Górgias, um dos sofistas mais célebres, tinha uma peça demonstrativa de sua habilidade retórica intitulada Encomium de Helena. Isso ia totalmente contra as normas sociais, especificamente, da misoginia amplamente aceitável construída na consciência coletiva por causa da guerra de Tróia. A Helena que Górgias elogia é a infame Helena de Tróia, cuja beleza mítica foi a causa da guerra hedionda entre os gregos e os troianos. Helen foi universalmente culpada pela carnificina. Em uma cultura de patriarcado e um ambiente social de misoginia, Górgias isenta Helen de qualquer culpa e, ao contrário, passa de defendê-la a elogiá-la.

Também de outras maneiras, os sofistas lançaram as bases para a mudança social. Quase todos os sofistas criticaram as normas consuetudinárias e menosprezaram as leis humanas por introduzirem distinções sociais arbitrárias (aristocracia, nobreza etc.) quando a própria natureza não fez nenhuma. Entre elas estava a instituição da escravidão, contra a qual o primeiro abolicionista grego antigo conhecido foi um sofista.

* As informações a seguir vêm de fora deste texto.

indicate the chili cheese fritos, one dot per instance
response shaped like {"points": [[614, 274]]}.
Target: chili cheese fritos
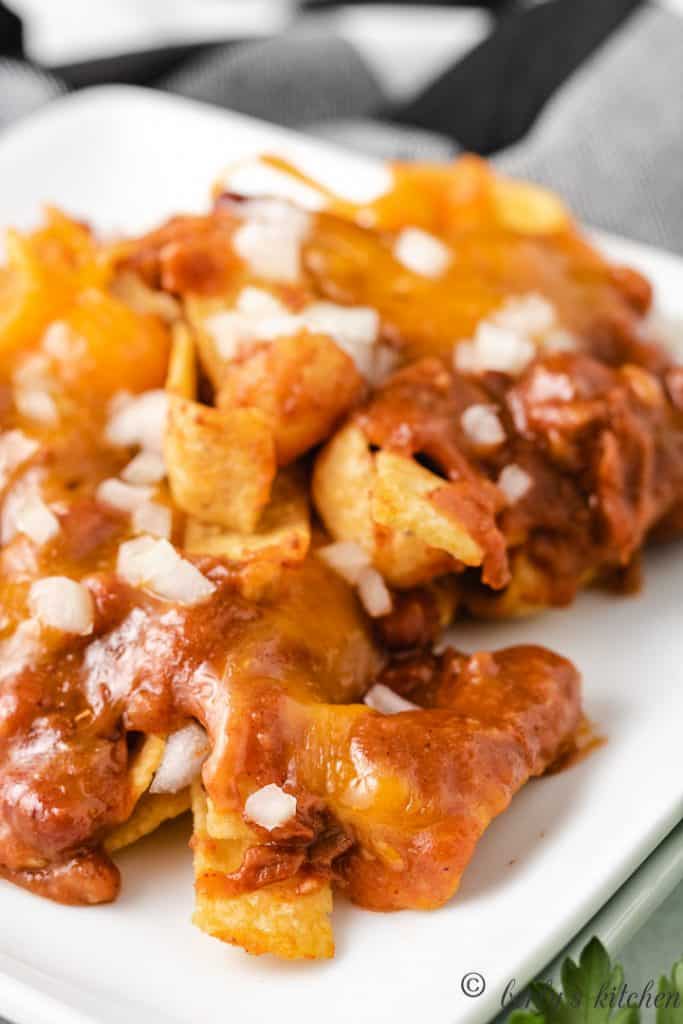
{"points": [[253, 464]]}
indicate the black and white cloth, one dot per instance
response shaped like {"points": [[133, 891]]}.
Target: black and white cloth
{"points": [[584, 95]]}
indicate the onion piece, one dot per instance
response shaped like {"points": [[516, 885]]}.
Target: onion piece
{"points": [[269, 241], [482, 426], [157, 565], [122, 496], [421, 252], [62, 603], [270, 807], [140, 420], [153, 518], [495, 348], [33, 518], [384, 699], [184, 754], [347, 558]]}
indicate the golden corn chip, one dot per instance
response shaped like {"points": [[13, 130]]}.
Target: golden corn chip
{"points": [[130, 289], [181, 379], [287, 919], [282, 534], [401, 500], [151, 812], [220, 463], [197, 309], [343, 485], [143, 766], [528, 209], [304, 383]]}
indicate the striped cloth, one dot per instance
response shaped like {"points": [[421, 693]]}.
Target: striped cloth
{"points": [[583, 95]]}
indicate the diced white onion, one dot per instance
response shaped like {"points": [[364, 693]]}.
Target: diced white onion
{"points": [[157, 565], [345, 557], [354, 329], [269, 242], [514, 482], [270, 807], [154, 519], [37, 404], [184, 754], [140, 421], [232, 330], [122, 496], [482, 425], [526, 314], [422, 252], [258, 303], [383, 698], [146, 467], [495, 348], [374, 594], [62, 603], [15, 448], [34, 519]]}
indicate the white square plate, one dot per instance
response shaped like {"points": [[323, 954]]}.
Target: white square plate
{"points": [[124, 159]]}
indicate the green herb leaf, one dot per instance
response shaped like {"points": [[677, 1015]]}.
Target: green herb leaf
{"points": [[590, 994], [670, 996]]}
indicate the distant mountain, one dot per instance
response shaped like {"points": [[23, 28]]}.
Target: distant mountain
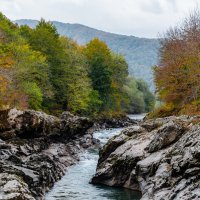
{"points": [[140, 53]]}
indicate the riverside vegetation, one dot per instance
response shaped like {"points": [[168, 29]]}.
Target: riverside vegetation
{"points": [[161, 157], [41, 70]]}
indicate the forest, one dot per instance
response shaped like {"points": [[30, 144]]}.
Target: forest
{"points": [[177, 77], [42, 70]]}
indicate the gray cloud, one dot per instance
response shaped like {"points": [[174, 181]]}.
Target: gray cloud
{"points": [[143, 18]]}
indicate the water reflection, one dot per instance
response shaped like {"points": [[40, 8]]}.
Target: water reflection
{"points": [[75, 184]]}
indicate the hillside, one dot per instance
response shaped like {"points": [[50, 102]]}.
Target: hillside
{"points": [[140, 53]]}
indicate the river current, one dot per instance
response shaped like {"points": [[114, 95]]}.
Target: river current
{"points": [[75, 184]]}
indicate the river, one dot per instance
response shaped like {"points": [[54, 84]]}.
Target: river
{"points": [[75, 184]]}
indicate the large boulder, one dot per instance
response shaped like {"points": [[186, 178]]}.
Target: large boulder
{"points": [[36, 149], [34, 124], [160, 158]]}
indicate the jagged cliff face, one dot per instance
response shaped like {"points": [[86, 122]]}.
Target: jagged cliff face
{"points": [[160, 158], [36, 149]]}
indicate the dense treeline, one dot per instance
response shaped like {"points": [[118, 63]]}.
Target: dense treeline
{"points": [[39, 69], [178, 76]]}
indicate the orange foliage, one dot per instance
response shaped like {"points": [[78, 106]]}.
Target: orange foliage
{"points": [[178, 77]]}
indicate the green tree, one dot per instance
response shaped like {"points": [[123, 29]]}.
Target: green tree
{"points": [[99, 60]]}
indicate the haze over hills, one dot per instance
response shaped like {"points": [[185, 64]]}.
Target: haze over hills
{"points": [[140, 53]]}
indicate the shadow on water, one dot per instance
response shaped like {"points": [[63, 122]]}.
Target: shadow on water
{"points": [[75, 184]]}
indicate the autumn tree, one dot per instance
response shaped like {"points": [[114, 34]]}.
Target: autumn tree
{"points": [[177, 77]]}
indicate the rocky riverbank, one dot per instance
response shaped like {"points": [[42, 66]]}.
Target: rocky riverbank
{"points": [[36, 149], [160, 158]]}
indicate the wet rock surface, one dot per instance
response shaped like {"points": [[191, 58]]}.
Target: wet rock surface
{"points": [[160, 158], [36, 149]]}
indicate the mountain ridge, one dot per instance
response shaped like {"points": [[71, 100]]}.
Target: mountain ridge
{"points": [[141, 53]]}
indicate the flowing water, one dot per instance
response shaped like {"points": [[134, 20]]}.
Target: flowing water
{"points": [[75, 184]]}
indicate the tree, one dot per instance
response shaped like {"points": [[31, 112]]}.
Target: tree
{"points": [[119, 71], [177, 77], [45, 39], [99, 60]]}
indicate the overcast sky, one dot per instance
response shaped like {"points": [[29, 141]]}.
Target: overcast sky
{"points": [[143, 18]]}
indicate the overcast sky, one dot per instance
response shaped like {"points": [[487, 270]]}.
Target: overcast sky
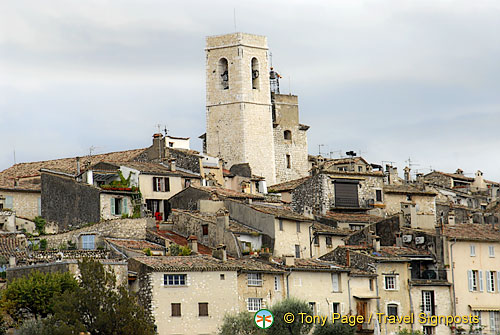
{"points": [[392, 78]]}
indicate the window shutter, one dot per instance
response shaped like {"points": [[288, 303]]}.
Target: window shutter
{"points": [[481, 288], [471, 286], [9, 202], [125, 206]]}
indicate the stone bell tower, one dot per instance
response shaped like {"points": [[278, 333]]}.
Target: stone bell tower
{"points": [[239, 117]]}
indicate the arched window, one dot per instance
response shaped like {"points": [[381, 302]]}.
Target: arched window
{"points": [[255, 74], [223, 73]]}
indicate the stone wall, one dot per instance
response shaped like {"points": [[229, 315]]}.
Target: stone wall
{"points": [[120, 228], [68, 203]]}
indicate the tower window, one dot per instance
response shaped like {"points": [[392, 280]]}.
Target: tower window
{"points": [[255, 74], [224, 74]]}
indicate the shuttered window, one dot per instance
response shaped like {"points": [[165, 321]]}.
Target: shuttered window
{"points": [[346, 194]]}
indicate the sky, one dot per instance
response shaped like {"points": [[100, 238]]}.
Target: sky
{"points": [[389, 79]]}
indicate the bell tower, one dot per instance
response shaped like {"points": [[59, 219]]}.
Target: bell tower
{"points": [[239, 116]]}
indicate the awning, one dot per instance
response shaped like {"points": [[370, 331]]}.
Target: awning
{"points": [[484, 308], [365, 297]]}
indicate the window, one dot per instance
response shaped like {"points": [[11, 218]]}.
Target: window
{"points": [[223, 73], [174, 280], [475, 280], [472, 250], [297, 251], [428, 330], [392, 310], [203, 309], [336, 282], [254, 304], [118, 206], [494, 322], [491, 281], [161, 184], [255, 73], [428, 302], [390, 282], [88, 242], [176, 309], [336, 307], [277, 283], [254, 279], [312, 306]]}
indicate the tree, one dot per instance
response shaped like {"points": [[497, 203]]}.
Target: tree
{"points": [[239, 324], [294, 306], [99, 307], [32, 296], [330, 328]]}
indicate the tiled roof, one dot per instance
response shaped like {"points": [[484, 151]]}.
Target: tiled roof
{"points": [[353, 217], [288, 185], [280, 212], [66, 165], [406, 189], [227, 193], [181, 240], [473, 232], [135, 244]]}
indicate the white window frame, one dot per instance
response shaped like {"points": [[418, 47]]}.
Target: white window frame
{"points": [[254, 304], [174, 279], [254, 279]]}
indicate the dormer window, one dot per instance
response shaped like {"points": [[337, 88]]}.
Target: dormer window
{"points": [[223, 72], [255, 74]]}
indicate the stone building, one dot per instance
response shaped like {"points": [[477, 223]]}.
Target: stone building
{"points": [[245, 124]]}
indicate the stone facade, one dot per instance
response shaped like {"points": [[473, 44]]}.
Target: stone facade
{"points": [[290, 139], [240, 116]]}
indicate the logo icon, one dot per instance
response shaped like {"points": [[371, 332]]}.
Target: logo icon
{"points": [[263, 319]]}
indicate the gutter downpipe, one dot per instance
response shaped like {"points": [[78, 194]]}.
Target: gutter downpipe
{"points": [[453, 281]]}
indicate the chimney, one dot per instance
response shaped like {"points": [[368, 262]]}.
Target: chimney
{"points": [[376, 243], [193, 243], [289, 260], [220, 252], [78, 168]]}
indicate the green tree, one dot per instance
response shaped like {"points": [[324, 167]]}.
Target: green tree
{"points": [[32, 296], [99, 307], [239, 324], [331, 328], [294, 306]]}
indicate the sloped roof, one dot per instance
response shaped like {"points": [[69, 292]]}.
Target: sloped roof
{"points": [[66, 165], [473, 232], [288, 185]]}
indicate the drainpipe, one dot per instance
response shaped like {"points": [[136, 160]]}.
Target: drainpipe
{"points": [[453, 282], [287, 286]]}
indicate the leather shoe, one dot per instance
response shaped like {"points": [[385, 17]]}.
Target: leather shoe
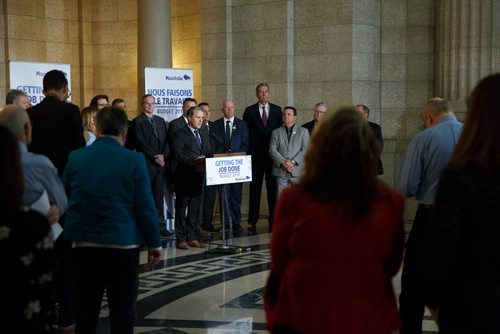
{"points": [[165, 233], [252, 230], [182, 245], [211, 228], [203, 234], [196, 244]]}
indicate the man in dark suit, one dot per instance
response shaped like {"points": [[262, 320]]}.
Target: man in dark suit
{"points": [[377, 130], [261, 118], [180, 121], [173, 126], [57, 125], [209, 192], [57, 130], [191, 146], [319, 111], [235, 134], [150, 133]]}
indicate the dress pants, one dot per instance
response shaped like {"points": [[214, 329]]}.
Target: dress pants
{"points": [[284, 181], [209, 195], [186, 226], [65, 281], [158, 186], [115, 270], [411, 299], [233, 192], [261, 166]]}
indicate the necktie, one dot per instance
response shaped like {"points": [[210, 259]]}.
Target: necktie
{"points": [[198, 138], [264, 116], [155, 129], [228, 135]]}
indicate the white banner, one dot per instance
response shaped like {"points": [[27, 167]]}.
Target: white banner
{"points": [[169, 86], [28, 77], [232, 169]]}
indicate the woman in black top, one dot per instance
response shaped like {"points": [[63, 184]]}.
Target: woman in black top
{"points": [[462, 250]]}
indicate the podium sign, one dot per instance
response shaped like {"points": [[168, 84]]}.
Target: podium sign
{"points": [[229, 169]]}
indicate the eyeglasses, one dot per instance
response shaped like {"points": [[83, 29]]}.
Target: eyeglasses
{"points": [[68, 94]]}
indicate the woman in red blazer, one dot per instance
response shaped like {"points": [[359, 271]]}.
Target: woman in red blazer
{"points": [[338, 238]]}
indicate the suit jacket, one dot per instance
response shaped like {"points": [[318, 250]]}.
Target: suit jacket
{"points": [[216, 143], [148, 143], [347, 291], [281, 149], [239, 135], [110, 199], [175, 125], [377, 130], [188, 178], [309, 126], [260, 136], [57, 130]]}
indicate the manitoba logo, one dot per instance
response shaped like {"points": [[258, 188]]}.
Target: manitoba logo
{"points": [[177, 77]]}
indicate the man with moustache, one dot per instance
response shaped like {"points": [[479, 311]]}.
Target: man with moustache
{"points": [[190, 147], [261, 118], [235, 134], [151, 139]]}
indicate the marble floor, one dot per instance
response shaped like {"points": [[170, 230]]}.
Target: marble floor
{"points": [[214, 292]]}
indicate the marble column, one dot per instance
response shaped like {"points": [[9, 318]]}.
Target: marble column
{"points": [[154, 40], [467, 48]]}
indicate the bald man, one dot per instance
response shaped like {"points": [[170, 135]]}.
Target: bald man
{"points": [[39, 172], [417, 177]]}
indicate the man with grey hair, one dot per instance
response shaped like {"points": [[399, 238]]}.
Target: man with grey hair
{"points": [[319, 111], [190, 147], [417, 177], [40, 175], [18, 98]]}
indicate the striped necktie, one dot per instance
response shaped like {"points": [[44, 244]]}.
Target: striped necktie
{"points": [[198, 138], [155, 129]]}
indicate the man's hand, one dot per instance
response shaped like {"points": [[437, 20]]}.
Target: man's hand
{"points": [[435, 315], [160, 160], [154, 256], [287, 165], [54, 214]]}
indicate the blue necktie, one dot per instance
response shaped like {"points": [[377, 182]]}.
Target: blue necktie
{"points": [[155, 129], [228, 135]]}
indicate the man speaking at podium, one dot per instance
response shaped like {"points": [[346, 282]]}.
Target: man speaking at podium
{"points": [[234, 132], [190, 147]]}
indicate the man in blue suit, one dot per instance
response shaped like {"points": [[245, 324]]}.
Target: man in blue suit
{"points": [[261, 118], [111, 214], [234, 132]]}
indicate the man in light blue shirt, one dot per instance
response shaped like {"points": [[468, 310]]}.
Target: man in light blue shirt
{"points": [[40, 175], [418, 176]]}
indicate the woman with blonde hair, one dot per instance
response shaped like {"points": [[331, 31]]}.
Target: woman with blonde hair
{"points": [[338, 238], [462, 253], [88, 115]]}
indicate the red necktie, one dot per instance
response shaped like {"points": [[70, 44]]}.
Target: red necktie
{"points": [[264, 116]]}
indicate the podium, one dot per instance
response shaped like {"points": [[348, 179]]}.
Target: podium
{"points": [[221, 170]]}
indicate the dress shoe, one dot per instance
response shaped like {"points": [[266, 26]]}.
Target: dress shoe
{"points": [[203, 234], [196, 244], [165, 233], [182, 245], [252, 230], [211, 228], [67, 329]]}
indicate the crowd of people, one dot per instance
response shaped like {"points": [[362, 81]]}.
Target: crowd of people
{"points": [[105, 178]]}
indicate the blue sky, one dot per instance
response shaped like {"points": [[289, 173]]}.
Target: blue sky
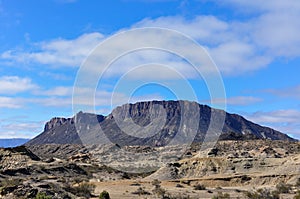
{"points": [[255, 45]]}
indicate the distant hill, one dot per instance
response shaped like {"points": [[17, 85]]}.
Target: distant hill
{"points": [[13, 142], [86, 127]]}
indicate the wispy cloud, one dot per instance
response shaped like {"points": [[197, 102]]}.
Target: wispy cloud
{"points": [[25, 129], [10, 102], [15, 84], [58, 52], [236, 100], [288, 92], [286, 121]]}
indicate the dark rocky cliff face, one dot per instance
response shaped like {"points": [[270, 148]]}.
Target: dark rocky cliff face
{"points": [[154, 123]]}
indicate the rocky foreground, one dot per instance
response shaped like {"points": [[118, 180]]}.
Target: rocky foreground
{"points": [[232, 169]]}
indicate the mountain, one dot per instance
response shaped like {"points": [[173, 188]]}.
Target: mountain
{"points": [[154, 123], [13, 142]]}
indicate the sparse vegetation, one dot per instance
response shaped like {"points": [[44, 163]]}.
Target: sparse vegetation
{"points": [[141, 191], [40, 195], [283, 188], [199, 187], [82, 190], [262, 194], [298, 182], [297, 196], [104, 195], [221, 195]]}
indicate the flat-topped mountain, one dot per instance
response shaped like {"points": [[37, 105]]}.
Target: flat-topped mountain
{"points": [[153, 123]]}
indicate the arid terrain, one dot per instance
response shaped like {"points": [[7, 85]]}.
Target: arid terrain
{"points": [[237, 168]]}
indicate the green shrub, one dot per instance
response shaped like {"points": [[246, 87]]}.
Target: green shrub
{"points": [[83, 190], [199, 187], [283, 188], [42, 196], [104, 195], [141, 191], [221, 196], [298, 182], [262, 194], [297, 196]]}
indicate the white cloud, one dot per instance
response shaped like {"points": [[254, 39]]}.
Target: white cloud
{"points": [[286, 121], [236, 46], [236, 100], [289, 92], [58, 52], [15, 84]]}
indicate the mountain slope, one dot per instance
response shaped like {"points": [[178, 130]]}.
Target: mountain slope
{"points": [[154, 123]]}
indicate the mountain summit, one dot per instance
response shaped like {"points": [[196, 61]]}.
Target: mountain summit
{"points": [[154, 123]]}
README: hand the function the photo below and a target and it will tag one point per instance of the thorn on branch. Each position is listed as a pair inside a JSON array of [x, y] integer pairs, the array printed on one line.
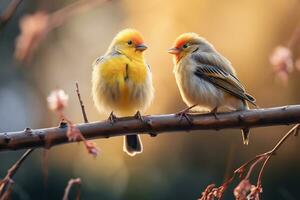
[[70, 184]]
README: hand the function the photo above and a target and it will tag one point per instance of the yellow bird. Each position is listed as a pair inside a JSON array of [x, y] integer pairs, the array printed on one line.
[[122, 82], [206, 79]]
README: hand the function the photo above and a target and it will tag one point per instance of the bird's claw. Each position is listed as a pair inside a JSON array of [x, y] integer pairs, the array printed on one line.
[[184, 114], [112, 118], [139, 116]]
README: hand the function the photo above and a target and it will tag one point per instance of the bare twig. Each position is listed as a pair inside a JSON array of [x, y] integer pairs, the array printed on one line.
[[245, 189], [30, 138], [71, 183], [81, 104], [273, 151], [6, 183], [9, 12]]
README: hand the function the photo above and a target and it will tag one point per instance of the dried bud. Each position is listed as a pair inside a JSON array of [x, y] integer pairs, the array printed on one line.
[[244, 190], [211, 192], [33, 29], [282, 61], [254, 193], [57, 100]]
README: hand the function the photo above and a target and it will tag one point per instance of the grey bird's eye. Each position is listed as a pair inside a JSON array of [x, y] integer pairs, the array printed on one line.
[[185, 46]]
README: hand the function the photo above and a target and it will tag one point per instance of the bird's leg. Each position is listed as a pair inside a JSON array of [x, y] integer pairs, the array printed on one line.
[[112, 118], [139, 116], [184, 113], [214, 112]]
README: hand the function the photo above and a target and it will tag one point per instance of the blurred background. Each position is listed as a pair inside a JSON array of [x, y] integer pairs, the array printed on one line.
[[173, 166]]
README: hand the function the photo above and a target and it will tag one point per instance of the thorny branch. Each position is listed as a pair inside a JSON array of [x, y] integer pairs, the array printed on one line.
[[81, 104], [48, 137], [245, 190]]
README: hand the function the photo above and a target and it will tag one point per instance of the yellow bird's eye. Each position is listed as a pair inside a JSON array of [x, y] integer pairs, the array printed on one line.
[[185, 46], [129, 42]]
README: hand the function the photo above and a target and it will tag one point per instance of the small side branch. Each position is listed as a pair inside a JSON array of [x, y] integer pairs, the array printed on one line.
[[48, 137], [7, 182]]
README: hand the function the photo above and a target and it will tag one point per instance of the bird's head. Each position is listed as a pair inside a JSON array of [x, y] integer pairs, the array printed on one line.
[[129, 42], [188, 43]]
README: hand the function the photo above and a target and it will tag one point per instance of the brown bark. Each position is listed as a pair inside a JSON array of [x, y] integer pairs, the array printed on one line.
[[152, 125]]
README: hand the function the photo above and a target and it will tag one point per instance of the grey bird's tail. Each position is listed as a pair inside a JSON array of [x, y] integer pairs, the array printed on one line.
[[132, 145], [246, 131]]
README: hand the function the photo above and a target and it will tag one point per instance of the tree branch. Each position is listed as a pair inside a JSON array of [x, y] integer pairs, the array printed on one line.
[[48, 137], [8, 13]]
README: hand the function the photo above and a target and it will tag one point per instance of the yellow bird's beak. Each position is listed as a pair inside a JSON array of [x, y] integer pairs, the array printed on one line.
[[141, 47], [174, 51]]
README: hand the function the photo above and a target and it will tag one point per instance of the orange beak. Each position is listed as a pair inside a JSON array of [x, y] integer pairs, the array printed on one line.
[[141, 47], [174, 51]]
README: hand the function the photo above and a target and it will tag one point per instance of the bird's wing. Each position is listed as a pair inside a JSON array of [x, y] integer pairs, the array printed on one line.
[[223, 80]]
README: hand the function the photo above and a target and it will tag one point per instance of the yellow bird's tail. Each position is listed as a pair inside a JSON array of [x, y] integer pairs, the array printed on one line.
[[132, 145], [245, 135]]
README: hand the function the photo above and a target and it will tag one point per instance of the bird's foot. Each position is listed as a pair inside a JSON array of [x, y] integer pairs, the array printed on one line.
[[112, 118], [184, 114], [139, 116]]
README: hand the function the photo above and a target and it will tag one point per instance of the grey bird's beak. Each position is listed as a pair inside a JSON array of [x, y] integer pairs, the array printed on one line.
[[174, 50], [141, 47]]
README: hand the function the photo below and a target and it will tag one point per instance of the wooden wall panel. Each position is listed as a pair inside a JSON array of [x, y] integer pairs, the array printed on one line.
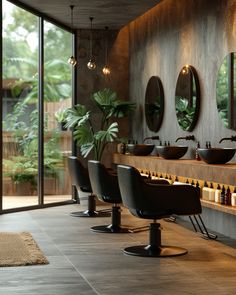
[[173, 34]]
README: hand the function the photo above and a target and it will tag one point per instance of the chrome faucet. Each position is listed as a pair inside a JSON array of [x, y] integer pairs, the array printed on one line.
[[151, 137], [232, 138], [188, 137]]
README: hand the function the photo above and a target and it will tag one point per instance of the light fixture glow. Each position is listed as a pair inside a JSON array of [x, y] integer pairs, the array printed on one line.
[[106, 70], [72, 60], [91, 63]]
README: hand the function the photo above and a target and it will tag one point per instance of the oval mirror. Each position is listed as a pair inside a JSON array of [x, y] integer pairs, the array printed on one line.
[[226, 91], [154, 103], [187, 98]]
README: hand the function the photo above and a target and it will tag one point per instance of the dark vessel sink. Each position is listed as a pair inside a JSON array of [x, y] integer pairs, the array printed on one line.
[[171, 152], [140, 149], [216, 155]]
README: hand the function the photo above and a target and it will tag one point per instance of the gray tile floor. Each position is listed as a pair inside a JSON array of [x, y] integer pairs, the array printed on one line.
[[84, 262]]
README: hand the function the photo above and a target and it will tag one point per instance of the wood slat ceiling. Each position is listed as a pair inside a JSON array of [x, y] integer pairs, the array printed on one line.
[[112, 13]]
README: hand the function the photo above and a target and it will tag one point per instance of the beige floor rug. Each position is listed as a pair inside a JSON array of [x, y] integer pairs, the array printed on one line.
[[18, 249]]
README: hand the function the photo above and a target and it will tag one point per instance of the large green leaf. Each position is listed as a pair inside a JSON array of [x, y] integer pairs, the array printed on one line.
[[77, 116], [107, 135], [83, 135]]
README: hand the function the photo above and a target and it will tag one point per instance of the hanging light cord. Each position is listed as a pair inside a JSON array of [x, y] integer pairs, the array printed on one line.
[[106, 45], [91, 37], [72, 22]]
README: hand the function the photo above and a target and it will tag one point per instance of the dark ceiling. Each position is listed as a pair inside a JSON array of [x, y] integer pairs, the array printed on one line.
[[112, 13]]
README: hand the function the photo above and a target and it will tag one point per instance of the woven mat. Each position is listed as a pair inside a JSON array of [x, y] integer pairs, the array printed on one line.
[[18, 249]]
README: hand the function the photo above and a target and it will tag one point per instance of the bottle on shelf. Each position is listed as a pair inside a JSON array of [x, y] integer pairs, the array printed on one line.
[[197, 157], [222, 196], [233, 198], [228, 197], [217, 194]]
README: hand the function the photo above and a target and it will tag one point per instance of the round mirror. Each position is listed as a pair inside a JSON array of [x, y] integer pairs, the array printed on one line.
[[187, 98], [154, 103], [226, 91]]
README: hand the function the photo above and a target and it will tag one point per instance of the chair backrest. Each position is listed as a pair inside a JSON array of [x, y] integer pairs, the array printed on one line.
[[104, 183], [79, 175], [169, 199]]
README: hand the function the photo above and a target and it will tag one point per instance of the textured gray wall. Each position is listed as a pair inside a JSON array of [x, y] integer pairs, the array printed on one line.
[[90, 81], [162, 41]]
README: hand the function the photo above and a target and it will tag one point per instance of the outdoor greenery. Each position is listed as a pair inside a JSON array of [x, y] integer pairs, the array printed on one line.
[[20, 69], [185, 113], [93, 136]]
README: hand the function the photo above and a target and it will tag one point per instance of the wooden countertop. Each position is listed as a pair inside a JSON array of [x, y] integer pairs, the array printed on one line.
[[223, 173]]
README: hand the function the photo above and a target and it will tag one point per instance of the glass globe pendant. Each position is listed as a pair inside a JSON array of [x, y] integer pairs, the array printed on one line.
[[91, 63]]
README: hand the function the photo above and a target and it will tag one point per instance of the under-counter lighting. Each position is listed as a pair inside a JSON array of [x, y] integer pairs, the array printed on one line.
[[185, 70], [106, 70]]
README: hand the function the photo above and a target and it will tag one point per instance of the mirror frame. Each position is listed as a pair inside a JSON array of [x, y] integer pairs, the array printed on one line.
[[158, 121], [197, 85]]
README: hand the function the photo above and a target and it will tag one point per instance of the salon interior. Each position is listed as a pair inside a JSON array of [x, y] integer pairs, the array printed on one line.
[[118, 145]]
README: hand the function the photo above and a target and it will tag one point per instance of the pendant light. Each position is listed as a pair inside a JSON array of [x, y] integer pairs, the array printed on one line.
[[106, 70], [91, 63], [72, 59]]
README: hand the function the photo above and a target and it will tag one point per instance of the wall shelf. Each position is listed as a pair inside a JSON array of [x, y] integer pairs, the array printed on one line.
[[191, 169]]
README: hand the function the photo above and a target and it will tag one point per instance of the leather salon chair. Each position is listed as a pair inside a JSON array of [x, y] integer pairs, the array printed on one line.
[[80, 179], [155, 201], [105, 186]]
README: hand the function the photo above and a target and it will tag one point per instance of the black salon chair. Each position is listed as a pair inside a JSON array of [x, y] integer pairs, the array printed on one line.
[[104, 184], [155, 201], [80, 179]]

Outro fenômeno social que mantinha as pessoas acorrentadas eram as guildas e castas, que os filhos deveriam realizar o trabalho de seus pais. A reforma social contra guildas e castas, cujas fundações foram abaladas pelos sofistas, era obviamente uma espécie de licença para os filhos desrespeitar - isto é, desobedecer - seus pais. Pode ter sido aí que surgiu o exagero de que sofistas ensinam filhos a bater em seus pais, pois esse seria exatamente o tipo de propaganda reacionária e pouco caridosa que poderíamos esperar ouvir das forças que se opõem à inovação e à reforma social.
Considere, sob esta luz, a expressão freqüentemente citada do dramaturgo aristocrático Aristófanes, de que os sofistas procuram tornar o argumento mais fraco mais forte. A implicação é que o argumento mais fraco é o argumento falso e, portanto, os sofistas se especializam na arte de enganar. Mas também há uma versão social dessa frase. Ou seja, os sofistas tornam os argumentos dos fracos mais fortes; Os sofistas tornam mais fortes os argumentos dos mais fracos. Não me surpreenderia, dada a reação negativa rápida e avassaladora que a reforma social tende a evocar nas sociedades conservadoras, casteistas e patriarcais, se o que alguns sofistas originalmente pretendiam fazer fosse treinar os setores mais fracos da sociedade ateniense na arte da retórica e persuasão, para que possam se defender em tribunais, assembléias ou outros fóruns sociais, jurídicos ou políticos.